"At times," Celeborn remarks one night as they prepare for bed, "I fear I will need to drag you and Celebrimbor apart before someone ends up hurt."

Galadriel laughs. "We are Ñoldor, my love, and he is of the House of Fëanor."

"You say that as if it means something to those who did not witness whatever madness your families got up to in Valinor."

Galadriel laughs again. It has been long enough since the First Age now that she feels she can laugh about it, at least sometimes. "If you fear for our safety now, you would have been frantic in Valinor. My father was generally wise enough to sit things out, but Fëanor and Fingolfin! They could argue all day and night and still have more things to curse each other for. Fingolfin always pretended to be a peacekeeper more than a fighter, but it would only take one remark from Fëanor to get him started, and the fights that Fingolfin himself began were always the worst ones."

"And yet you speak of this with such delight," Celeborn says dryly. "We have been married so many years, and yet sometimes I still feel I shall never understand the Ñoldor."

"We are not so complicated a people, I don't think. But we are passionate, and it is not uncommon for us to fight each other, even family. And Celebrimbor is stubborn and foolish, like his father and grandfather before him.

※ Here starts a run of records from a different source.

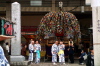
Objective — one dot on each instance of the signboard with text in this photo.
(6, 28)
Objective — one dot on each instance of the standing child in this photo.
(37, 49)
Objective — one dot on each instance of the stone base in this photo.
(17, 58)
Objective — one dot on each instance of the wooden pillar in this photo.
(16, 42)
(96, 30)
(53, 5)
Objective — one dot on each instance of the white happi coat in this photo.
(54, 51)
(3, 60)
(31, 49)
(61, 48)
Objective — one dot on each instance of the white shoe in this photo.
(54, 64)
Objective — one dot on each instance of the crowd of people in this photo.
(34, 47)
(57, 50)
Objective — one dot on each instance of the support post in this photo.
(16, 42)
(96, 30)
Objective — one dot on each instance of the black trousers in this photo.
(71, 58)
(81, 60)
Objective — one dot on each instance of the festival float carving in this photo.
(59, 24)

Sometimes, when I think of the three of them, I wonder if the name Kurufinwë is cursed, and that is why they all are as they are."

"And that is why you argue with Celebrimbor?" Celeborn asks, sounding somewhat lost. "Because he is stubborn and foolish and his name is Kurufinwë?"

"I would not say I argue with him because his name is Kurufinwë, but I am certain it does not help."

Celeborn looks at her and shakes his head. "How will you two ever manage to rule a kingdom together?"

"Oh, once we finish ironing out the plans for it, we will be past the worst of the arguing, and I daresay things will be easy from there," Galadriel dismisses. "And besides, we shall have you to temper us. You must always call us out for our Ñoldorin foolishness, my pekkuvo. You may be the only one among us with any common sense."

Celeborn sighs. "Will our daughter be like this? Will I have to worry about our Celebrían inheriting your Ñoldorin foolishness, as you call it?"

"Our daughter," Galadriel says fondly, "is all the best of both of us. She has too much of your common sense to ever be called foolish, and I would fight anyone who calls her such. But if you cannot see that she does have Ñoldorin stubbornness, my love, then you are blind."

Celeborn laughs, and he takes the hairbrush that Galadriel has just picked up and begins carefully to run it through her hair. "My common sense and your stubbornness," he says with a sigh. "Our daughter could take all of Arda by storm if she wishes, won't she?"

"Ah, but that," Galadriel corrects, "would be my Ñoldorin foolishness, and luckily, she has been spared that."

Celeborn kisses the top of her head. "I suppose this means you and Celebrimbor will keep arguing until Eregion is finished, then?"

Galadriel tips her head back and flashes her husband her most winning, dazzling, and innocent smile, making him let out an undignified snort of laughter.

"Oh, most certainly, my love, and beyond."